計算理論の基礎 オートマトンと言語 読書ノート
『計算理論の基礎 原著第2版』の読書ノート。
方針
実はしばらく前に少し読んだのだが、その時は正規言語の途中までやって放置してしまった。今回改めて読み進めるにあたっての方針として、以下を挙げる。
- 演習問題はできる限り自力で解く
- 定理と証明は書き写す
進捗
- 2021/11/06: 開始
第0章 / 序論
- オートマトン、計算可能性、複雑さのついての教科書
- 計算機の本質的な能力とその限界は何か?
- 計算問題には優しい問題と難しい問題がある
- ソーティング問題 … 優しい
- スケジューリング問題 … 難しい
- 何が、問題の難しさ・やさしさを決めているのだろうか?
- いまだに明確な答えが得られていない
- 計算の困難さに基づいて問題を分類するうまい方法の発見
- 計算が難しいことの証拠を示すことができる
- 計算が困難な問題の対処
- 難しさの根源がどこにあるか
- 難しい部分の変更によって解決
- 完全な解を諦めることで解決
- 初期の暗号
- 問題は難しいものより簡単な方が望ましい
- 暗号は難しいほうが望ましい
- 計算可能性の理論
- 計算機の理論的モデル
- オートマトン理論
- 計算の数学的モデル
第1章 / 正規言語
- 計算のモデル(computational model)
- 有限オートマトン(finite automaton)
- Markov連鎖(Markov chain)
- 有限オートマトンに確率的要素を許す
- パターンの認識を試みる際に有益
- 音声処理、光学的文字認識、価格変動のモデル化・予測
- 有限オートマトンの状態遷移図
- 開始状態(start state)、受理状態(accept state)、遷移(transition)
- 入力を処理し、その出力は受理(accept)または拒否(reject)のいずれか一方
- 有限オートマトンの正式な定義
- 有限オートマトンは以下の5個のもののリスト
- 状態の集合
- 入力アルファベット
- 動作規則
- 開始状態
- 受理状態
- 動作規則 … $\delta$ で表される遷移関数を用いる
- オートマトンが状態 $x$ にあって $1$ を読み出したときに状態 $y$ へ移る = $\delta(x, 1) = y$
- 有限オートマトンは以下の5個のもののリスト
定義1.5
有限オートマトン(finite automaton)は5個組( $Q, \Sigma, \delta, q_0, F$ )である。ここで、
- $Q$ は状態(state)と呼ばれる有限集合
- $\Sigma$ はアルファベット(alphabet)と呼ばれる有限集合
- $\delta : Q \times \Sigma \longrightarrow Q$ は遷移関数(transition function)

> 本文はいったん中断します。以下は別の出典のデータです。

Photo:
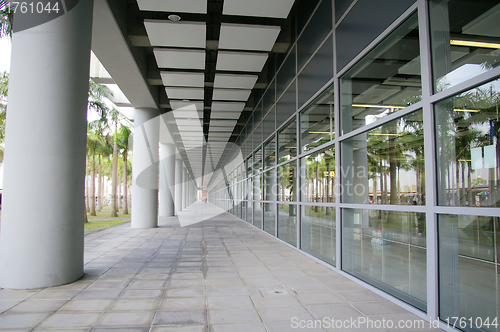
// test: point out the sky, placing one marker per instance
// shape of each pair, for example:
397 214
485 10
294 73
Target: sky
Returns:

- $q_0 \in Q$ は開始状態(start state)
- $F \subseteq Q$ は受理状態の集合(set of accept states)
- 言語
- $A$ を、機械 $M$ が受理するすべての文字列の集合とするならば、 $A$ は機械 $M$ の言語(language of machine M)であるといい、 $L(M) = A$ と書く
- $M$ は $A$ を認識する(M recognizes A)
- 機械は、つねに唯一つの言語を認識する
- 文字列を一つも受理しない場合、 $\emptyset$ (空言語) を認識する
- 有限オートマトンの計算
- $M = (Q, \Sigma, \delta, q_0, F)$ を有限オートマトンとし、 $w = w_1w_2 \cdots w_n$ は文字列で、各 $w_i$ はアルファベット $\Sigma$ の要素とする。以下の三条件をみたす状態の列 $r_0, r_1, \ldots , r_n \in Q$ が存在するならば、 $M$ は $w$ を受理する(accept)という。
- $r_0 = q_0$
- $i = 0, \ldots , n - 1$ のとき、 $\delta(r_i, w_{i + 1}) = r_{i + 1}$
- $r_n \in F$
- $M = (Q, \Sigma, \delta, q_0, F)$ を有限オートマトンとし、 $w = w_1w_2 \cdots w_n$ は文字列で、各 $w_i$ はアルファベット $\Sigma$ の要素とする。以下の三条件をみたす状態の列 $r_0, r_1, \ldots , r_n \in Q$ が存在するならば、 $M$ は $w$ を受理する(accept)という。
定義1.16
ある有限オートマトンで認識される言語を正規言語(regular language)という。
- 正規演算(regular operation)
- 言語を操作するために特別に設計された演算
定義1.23
$A$ と $B$ を言語とする。正規演算とは、以下のように定義された和集合演算(union)、連結演算(concatenation)、スター演算(star)のいずれかである。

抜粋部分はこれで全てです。